Por Arturo Pérez-Reverte |
No hace mucho, el primer ministro británico, David Cameron,
pronunció un discurso y escribió un artículo, distribuido en todo el mundo,
sobre Shakespeare y el cuarto centenario de su muerte, que estos días está a
punto de cumplirse. En su discurso y su artículo, Cameron subrayó la
importancia universal del autor inglés, expresó el orgullo de saberse su
compatriota, y demostró que las tareas de gobierno no sólo se refieren al pasteleo
político, a cobrar impuestos y todo eso, sino que incluyen, y hasta lo exigen,
apoyar y difundir el rico patrimonio nacional que a cada uno le tocó en suerte,
rindiendo homenaje a la cultura y la memoria.
Y ahora, oigan, con un acto de poderosa voluntad, imaginemos
a Mariano Rajoy Brey -que no sé si a estas alturas seguirá siendo presidente en
funciones o se habrá ido a tomar por saco-, pronunciando un discurso o
escribiendo un artículo sobre los cuatrocientos años, que también se cumplen
ahora, de la muerte de Miguel de Cervantes. Imaginen si pueden -yo, la verdad,
no puedo- a Rajoy, con ese agudo punto cultural que tiene, dejando a un lado
el Marca y la camiseta de
ciclista para ocuparse, por una vez en su puta vida, de algo relacionado con la
palabra cultura. Imaginen
-insisto que con titánico esfuerzo, quien sea capaz- a ese estólido estafermo,
a ese pétreo don Tancredo, a ese primer presidente de gobierno que en cuatro
años de mandato nunca visitó la Real Academia Española, del que no consta una
foto en un estreno teatral, un concierto, una sala de cine, una librería,
contándonos cómo le emocionan las peripecias del ingenioso y desdichado
hidalgo, sus diálogos con Sancho Panza, la ternura heroica de la ensoñación y
el fracaso. Recordándonos, como Cameron con Shakespeare, que el hombre que
escribió la más moderna y más espléndida novela de todos los tiempos era
español. Rindiendo homenaje a ese hombre extraordinario, soldado en Lepanto,
oscuro funcionario de ventas y caminos, autor inmenso que va a hacer ahora
cuatro siglos justos murió pobre, ninguneado, más respetado en el extranjero
que por sus ingratos, miserables compatriotas.
He dicho alguna vez, o varias, que si la mayor parte de los
gobiernos españoles desde la democracia se mostraron indiferentes con la
cultura, el de Mariano Rajoy ha pasado cuatro años agrediéndola directamente.
Su desprecio absoluto llega a la bofetada ruin, al escarnio infame.
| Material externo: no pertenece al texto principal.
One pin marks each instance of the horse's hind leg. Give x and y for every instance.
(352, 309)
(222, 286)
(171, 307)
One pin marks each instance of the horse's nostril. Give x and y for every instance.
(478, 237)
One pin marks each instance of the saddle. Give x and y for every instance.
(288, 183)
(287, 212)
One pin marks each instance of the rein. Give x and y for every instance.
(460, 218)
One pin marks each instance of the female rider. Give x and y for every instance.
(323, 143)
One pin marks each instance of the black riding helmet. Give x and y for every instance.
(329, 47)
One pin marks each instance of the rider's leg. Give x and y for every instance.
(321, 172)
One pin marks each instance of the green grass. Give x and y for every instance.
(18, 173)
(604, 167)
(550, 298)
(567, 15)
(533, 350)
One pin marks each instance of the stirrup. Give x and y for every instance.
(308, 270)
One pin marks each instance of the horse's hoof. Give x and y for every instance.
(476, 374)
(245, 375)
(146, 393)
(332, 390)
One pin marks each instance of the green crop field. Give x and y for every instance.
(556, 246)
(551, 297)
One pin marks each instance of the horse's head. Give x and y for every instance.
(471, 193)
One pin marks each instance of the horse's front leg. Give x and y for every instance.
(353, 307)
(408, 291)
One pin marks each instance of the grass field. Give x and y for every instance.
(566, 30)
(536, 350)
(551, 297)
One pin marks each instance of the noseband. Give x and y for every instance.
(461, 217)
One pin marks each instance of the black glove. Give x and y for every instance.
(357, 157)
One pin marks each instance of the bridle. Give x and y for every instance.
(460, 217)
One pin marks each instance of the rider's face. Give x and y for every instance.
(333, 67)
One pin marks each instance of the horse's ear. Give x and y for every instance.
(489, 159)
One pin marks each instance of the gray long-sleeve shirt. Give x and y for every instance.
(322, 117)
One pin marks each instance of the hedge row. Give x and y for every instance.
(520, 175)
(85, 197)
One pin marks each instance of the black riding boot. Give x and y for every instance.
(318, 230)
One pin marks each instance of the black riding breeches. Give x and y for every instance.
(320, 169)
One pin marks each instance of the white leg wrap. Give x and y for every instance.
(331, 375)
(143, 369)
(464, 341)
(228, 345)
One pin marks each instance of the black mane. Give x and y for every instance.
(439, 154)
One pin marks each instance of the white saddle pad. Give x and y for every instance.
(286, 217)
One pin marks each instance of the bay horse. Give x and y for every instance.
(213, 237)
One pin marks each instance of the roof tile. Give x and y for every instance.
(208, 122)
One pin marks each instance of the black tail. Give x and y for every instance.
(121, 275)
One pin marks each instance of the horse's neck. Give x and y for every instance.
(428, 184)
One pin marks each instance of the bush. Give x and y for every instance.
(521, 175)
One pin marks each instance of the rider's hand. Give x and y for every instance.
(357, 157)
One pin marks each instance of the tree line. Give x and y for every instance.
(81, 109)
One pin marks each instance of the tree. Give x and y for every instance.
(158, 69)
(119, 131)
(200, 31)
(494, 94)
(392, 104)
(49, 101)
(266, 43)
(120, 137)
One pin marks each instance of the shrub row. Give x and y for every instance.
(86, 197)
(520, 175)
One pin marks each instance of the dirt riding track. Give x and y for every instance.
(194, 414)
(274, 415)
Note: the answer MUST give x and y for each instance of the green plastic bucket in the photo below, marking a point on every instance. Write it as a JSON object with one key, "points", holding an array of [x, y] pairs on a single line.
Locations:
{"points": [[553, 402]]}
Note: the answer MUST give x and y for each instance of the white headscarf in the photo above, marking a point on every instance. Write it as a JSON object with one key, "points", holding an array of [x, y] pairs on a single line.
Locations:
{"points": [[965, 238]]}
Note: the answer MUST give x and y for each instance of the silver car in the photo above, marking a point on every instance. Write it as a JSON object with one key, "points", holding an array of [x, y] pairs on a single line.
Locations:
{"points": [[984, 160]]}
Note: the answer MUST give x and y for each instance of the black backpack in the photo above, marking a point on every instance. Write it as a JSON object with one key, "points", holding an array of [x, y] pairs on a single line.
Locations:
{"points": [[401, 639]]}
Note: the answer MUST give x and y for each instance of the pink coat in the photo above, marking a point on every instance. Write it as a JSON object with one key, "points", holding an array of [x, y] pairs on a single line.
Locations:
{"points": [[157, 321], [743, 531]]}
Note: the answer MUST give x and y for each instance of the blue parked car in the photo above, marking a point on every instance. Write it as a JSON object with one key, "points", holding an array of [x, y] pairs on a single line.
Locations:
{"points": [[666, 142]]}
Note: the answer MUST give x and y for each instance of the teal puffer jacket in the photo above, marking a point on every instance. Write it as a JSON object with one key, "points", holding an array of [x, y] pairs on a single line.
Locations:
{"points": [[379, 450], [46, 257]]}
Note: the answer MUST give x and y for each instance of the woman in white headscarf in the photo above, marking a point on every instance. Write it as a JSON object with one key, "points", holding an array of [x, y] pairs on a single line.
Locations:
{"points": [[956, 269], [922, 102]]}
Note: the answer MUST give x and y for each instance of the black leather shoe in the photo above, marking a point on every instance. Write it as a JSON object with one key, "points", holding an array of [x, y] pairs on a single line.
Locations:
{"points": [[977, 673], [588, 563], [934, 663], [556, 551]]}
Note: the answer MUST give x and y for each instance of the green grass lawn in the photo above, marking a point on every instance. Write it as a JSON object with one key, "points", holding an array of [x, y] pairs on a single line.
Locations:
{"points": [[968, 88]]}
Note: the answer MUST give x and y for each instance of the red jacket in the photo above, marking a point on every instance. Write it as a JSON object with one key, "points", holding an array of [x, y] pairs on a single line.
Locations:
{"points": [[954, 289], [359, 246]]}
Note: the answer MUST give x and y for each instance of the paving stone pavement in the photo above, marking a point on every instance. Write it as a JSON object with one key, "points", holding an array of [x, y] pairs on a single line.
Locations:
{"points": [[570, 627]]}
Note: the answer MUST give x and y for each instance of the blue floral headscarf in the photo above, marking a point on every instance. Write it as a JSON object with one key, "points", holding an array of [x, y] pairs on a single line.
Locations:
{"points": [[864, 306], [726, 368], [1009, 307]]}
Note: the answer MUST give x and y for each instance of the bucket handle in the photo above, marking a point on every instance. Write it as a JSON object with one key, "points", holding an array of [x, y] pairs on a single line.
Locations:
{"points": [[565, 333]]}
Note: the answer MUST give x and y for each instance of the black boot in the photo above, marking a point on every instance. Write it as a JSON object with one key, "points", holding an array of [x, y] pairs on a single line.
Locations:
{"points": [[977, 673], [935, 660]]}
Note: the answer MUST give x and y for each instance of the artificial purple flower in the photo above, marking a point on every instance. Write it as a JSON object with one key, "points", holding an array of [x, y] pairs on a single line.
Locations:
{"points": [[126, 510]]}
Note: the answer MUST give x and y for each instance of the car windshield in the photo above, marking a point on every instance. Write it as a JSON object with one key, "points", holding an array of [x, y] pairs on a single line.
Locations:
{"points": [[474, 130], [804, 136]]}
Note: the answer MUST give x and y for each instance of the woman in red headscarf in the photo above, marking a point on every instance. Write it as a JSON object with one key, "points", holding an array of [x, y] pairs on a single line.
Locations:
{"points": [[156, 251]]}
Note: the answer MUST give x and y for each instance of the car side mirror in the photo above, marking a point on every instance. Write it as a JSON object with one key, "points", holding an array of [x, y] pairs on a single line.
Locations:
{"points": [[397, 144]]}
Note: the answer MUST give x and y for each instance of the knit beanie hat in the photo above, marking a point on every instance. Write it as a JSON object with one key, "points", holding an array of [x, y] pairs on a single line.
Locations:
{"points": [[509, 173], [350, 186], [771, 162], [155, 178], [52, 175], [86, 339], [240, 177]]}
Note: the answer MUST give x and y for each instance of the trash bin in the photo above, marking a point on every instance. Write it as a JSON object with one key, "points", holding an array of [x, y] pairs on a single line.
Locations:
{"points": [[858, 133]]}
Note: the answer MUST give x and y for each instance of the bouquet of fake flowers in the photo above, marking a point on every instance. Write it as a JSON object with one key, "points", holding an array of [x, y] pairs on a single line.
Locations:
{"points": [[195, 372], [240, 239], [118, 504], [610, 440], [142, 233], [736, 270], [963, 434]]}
La campaña
de extorsión económica dirigida por el ministro Montoro contra escritores,
músicos y cineastas, la canallada de la ministra Fátima Báñez al retirar las
pensiones e imponer multas a los escritores jubilados que cobran legítimos
derechos de autor, la pasividad ante la piratería que esquilma y arruina, la
asfixia económica impuesta por los ministros de Cultura a la Real Academia
Española (que hace el Diccionario, la Ortografía y la Gramática, y mantiene el
delicado e importante vínculo -alto asunto de Estado- con 500 millones de
hispanohablantes), y otras cosas que no caben en esta página, vienen siendo,
desde el principio hasta el fin, de una avilantez inaudita. Y como traca final,
esta legislatura se despide con la vergüenza internacional del Año Cervantes.
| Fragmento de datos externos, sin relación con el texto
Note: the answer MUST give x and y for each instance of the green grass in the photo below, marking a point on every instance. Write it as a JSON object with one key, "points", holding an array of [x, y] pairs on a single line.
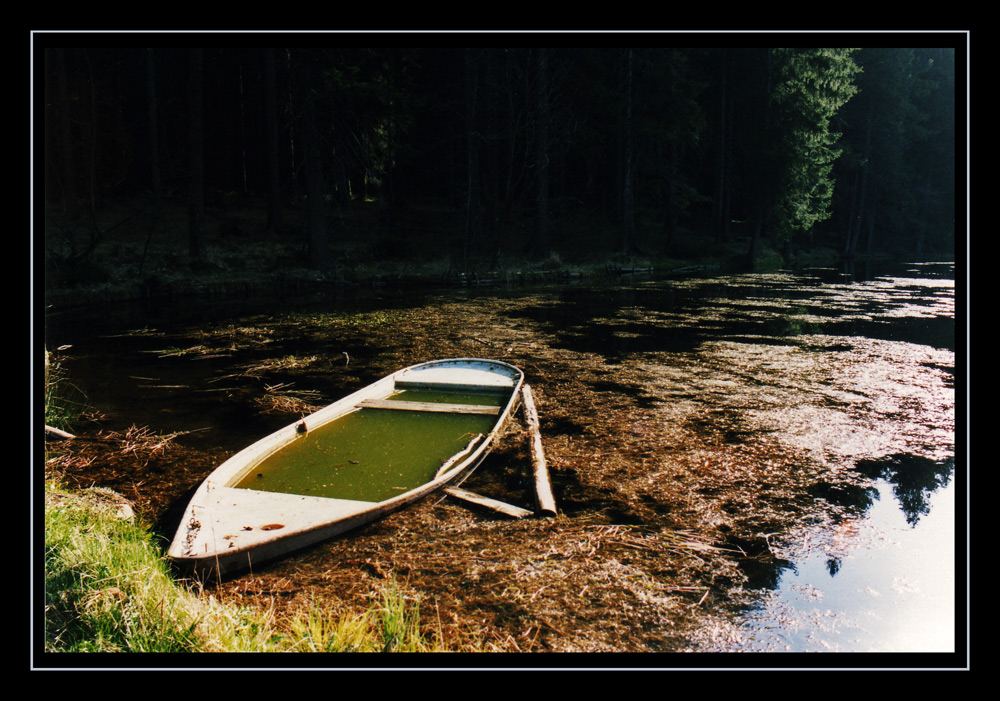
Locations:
{"points": [[108, 588]]}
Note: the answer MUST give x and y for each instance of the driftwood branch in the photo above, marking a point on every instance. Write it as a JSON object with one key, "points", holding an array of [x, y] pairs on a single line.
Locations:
{"points": [[59, 433], [480, 500], [543, 488]]}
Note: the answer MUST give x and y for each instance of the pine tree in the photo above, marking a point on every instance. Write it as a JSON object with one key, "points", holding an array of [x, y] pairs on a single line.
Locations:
{"points": [[809, 87]]}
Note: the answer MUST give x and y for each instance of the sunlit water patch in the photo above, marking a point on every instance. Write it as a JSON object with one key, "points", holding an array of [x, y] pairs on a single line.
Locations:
{"points": [[879, 584]]}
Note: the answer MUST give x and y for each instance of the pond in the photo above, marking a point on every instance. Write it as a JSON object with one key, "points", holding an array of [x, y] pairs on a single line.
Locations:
{"points": [[743, 463]]}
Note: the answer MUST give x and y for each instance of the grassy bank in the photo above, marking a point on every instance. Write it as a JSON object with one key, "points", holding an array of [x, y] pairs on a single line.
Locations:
{"points": [[109, 589]]}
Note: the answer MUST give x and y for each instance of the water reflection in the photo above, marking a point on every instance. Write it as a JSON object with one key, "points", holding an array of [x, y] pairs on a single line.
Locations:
{"points": [[792, 415], [914, 479]]}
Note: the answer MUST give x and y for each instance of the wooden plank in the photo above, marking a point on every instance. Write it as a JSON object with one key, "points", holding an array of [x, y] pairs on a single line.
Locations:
{"points": [[543, 488], [495, 504], [429, 406], [451, 386]]}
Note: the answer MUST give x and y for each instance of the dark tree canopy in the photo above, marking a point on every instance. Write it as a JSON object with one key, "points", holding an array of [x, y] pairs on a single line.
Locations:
{"points": [[519, 151]]}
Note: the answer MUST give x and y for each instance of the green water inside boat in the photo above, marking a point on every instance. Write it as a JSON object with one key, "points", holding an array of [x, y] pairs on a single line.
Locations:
{"points": [[373, 454]]}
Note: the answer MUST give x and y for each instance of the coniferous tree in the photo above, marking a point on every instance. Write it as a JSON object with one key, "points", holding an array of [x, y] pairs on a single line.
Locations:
{"points": [[810, 87]]}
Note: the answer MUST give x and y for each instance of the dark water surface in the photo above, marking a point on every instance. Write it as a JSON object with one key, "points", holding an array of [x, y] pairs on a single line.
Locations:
{"points": [[853, 376]]}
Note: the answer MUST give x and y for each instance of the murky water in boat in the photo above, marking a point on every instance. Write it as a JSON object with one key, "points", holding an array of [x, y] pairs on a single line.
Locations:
{"points": [[805, 419], [368, 455]]}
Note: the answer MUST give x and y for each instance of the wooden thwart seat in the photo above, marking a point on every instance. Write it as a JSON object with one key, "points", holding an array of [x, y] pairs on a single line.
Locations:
{"points": [[429, 406]]}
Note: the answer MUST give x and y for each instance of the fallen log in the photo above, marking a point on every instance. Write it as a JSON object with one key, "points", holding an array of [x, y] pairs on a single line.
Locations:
{"points": [[480, 500], [543, 488], [59, 433]]}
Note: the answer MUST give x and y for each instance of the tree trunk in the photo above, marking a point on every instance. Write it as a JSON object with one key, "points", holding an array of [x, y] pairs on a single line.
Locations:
{"points": [[628, 199], [472, 204], [542, 157], [720, 192], [312, 167], [196, 181], [275, 211]]}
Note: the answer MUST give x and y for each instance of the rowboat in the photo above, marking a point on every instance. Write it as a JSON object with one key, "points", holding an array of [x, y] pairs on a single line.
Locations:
{"points": [[371, 453]]}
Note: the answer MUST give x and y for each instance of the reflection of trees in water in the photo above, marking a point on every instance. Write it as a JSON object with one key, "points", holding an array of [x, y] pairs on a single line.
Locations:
{"points": [[913, 478]]}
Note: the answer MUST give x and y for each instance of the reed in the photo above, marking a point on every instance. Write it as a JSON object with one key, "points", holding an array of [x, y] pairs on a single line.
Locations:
{"points": [[63, 401]]}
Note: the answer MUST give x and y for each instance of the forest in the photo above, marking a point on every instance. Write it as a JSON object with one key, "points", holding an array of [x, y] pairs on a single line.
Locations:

Hay que decirlo y repetirlo hasta que a estos idiotas les
zumben los oídos. Frente al anunciado Shakespeare Lives británico, en
el que van a participar 140 países con los ingleses echando la casa por la
ventana, el ministerio de Cultura español maneja un programa de actividades
descoordinado, casposo hasta la náusea, de iniciativas sueltas, metiendo a
última hora todo cuanto se le ocurre, por cutre que sea, para engordar el
programa desatendido hasta ahora. Porque siempre les ha importado Cervantes un
carajo. Y para más recochineo, a las críticas por haber llegado hasta aquí de
esta manera, el Gobierno hasta ahora en funciones arguye que es complicado
cuadrar agendas, que hay riesgo de politizar el centenario y que la interinidad
gubernamental ha complicado las cosas; o sea, como si las cosas se pusieran en
pie de un día para otro y en el último momento. Y ahora resulta que después de
cuatrocientos años sabiendo que estos días se cumplirá el cuarto centenario
cervantino, nadie ha tenido tiempo suficiente para preverlo.
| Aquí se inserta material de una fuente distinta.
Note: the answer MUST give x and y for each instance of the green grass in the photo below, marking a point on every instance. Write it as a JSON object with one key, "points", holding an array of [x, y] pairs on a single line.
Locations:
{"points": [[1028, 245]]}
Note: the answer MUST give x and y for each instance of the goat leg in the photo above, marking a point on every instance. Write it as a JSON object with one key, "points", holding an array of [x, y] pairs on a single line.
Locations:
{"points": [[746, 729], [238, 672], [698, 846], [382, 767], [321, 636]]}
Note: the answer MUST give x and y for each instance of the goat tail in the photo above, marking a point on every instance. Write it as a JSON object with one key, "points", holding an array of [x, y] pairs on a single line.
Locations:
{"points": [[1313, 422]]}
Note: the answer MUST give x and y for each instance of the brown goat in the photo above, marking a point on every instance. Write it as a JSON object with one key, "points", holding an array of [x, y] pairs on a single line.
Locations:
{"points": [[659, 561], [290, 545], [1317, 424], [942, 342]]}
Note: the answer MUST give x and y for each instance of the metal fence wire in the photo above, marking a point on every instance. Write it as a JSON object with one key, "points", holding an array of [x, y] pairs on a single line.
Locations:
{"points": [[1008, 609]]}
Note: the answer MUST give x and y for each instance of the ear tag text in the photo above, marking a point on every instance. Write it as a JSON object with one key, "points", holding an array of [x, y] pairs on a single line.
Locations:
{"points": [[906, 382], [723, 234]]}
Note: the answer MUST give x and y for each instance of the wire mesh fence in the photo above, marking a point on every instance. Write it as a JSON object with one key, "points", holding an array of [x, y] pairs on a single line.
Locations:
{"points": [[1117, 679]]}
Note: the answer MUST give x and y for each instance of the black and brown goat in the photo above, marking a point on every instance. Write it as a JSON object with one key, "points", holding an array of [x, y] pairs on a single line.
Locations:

De todas formas, cuando uno lo piensa, quizá sea mejor así.
El mejor monumento a Cervantes y a su Quijote, lo que da sentido exacto a ese
libro extraordinario, es precisamente la patria que lo hizo posible: este lugar
desmemoriado, ingrato, desleal, miserable, insolidario, analfabeto hasta el
suicidio, sin el que nunca habría podido escribirse el libro que mejor nos
retrata. Una España donde hoy, como hace cuatrocientos años, seguimos siendo
consecuentes con nuestra propia infamia.